Boston leaders are looking to amend the rental ordinances and thus create a citywide database of all rental units.

 

Boston is looking to amend current rental ordinances to create a citywide registry of all rental apartments with regulations that mandate inspections every five years for rental properties of six family dwellings or more. 

Mayor Thomas Menino has pushed for the update to the city's rental ordinances, which the Boston City Council has discussed at public hearings and working sessions, and at Wednesday's council meeting.

Important to note is that rental units of six family dwellings or fewer would be exempt from the inspections. But all owners of rental buildings would have to pay a one-time $25 fee, which District 6 City Councilor Matt O'Malley, and chair of the Committee on Government Operations, would go to funding the program. 

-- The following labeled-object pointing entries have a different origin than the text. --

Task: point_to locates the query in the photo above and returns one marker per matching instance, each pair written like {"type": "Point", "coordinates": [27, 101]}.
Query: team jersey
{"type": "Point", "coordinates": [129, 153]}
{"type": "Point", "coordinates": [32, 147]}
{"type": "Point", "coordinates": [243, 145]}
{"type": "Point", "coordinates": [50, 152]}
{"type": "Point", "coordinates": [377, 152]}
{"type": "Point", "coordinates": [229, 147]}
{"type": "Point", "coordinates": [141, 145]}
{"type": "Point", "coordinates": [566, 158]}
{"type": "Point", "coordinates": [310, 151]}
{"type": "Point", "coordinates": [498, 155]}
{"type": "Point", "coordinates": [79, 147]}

Said O'Malley, "This is a good and very important ordinance to create a registry of all our rental units, something that doesn’t currently exist."

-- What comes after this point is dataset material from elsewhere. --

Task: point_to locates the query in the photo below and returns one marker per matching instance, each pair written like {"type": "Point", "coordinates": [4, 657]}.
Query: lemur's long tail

Before the hearing, O'Malley spoke with Patch, and said the registry and inspections "empowers tenants to make sure it’s clean and healthy."

He said the registry would "not just be creating more beaucracy, but a system in place to have the registry, but really having a substantive inspection process." O'Malley said Boston would have to hire five to seven more inspectors to create the program, but the one time fees to register would pay for the program. 

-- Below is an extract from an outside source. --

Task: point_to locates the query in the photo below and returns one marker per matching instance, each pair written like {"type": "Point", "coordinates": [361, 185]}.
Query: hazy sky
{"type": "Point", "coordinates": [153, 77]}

O'Malley said the idea for the rental registry was born out of the Mayor's Office and City Council dealing with problem properties. 

"In Mission Hill, Fenway, and some of the other neighborhoods it's a bigger issue than in West Roxbury and Roslindale. Jamaica Plain does have its Problem Properties (Task Force). This is to deal with absentee landlords. Allston and Brighton would benefit from it," said O'Malley. 

The Boston City Council is expected to take a vote on amending the rental ordinances on Dec. 17, and if passed would go into law.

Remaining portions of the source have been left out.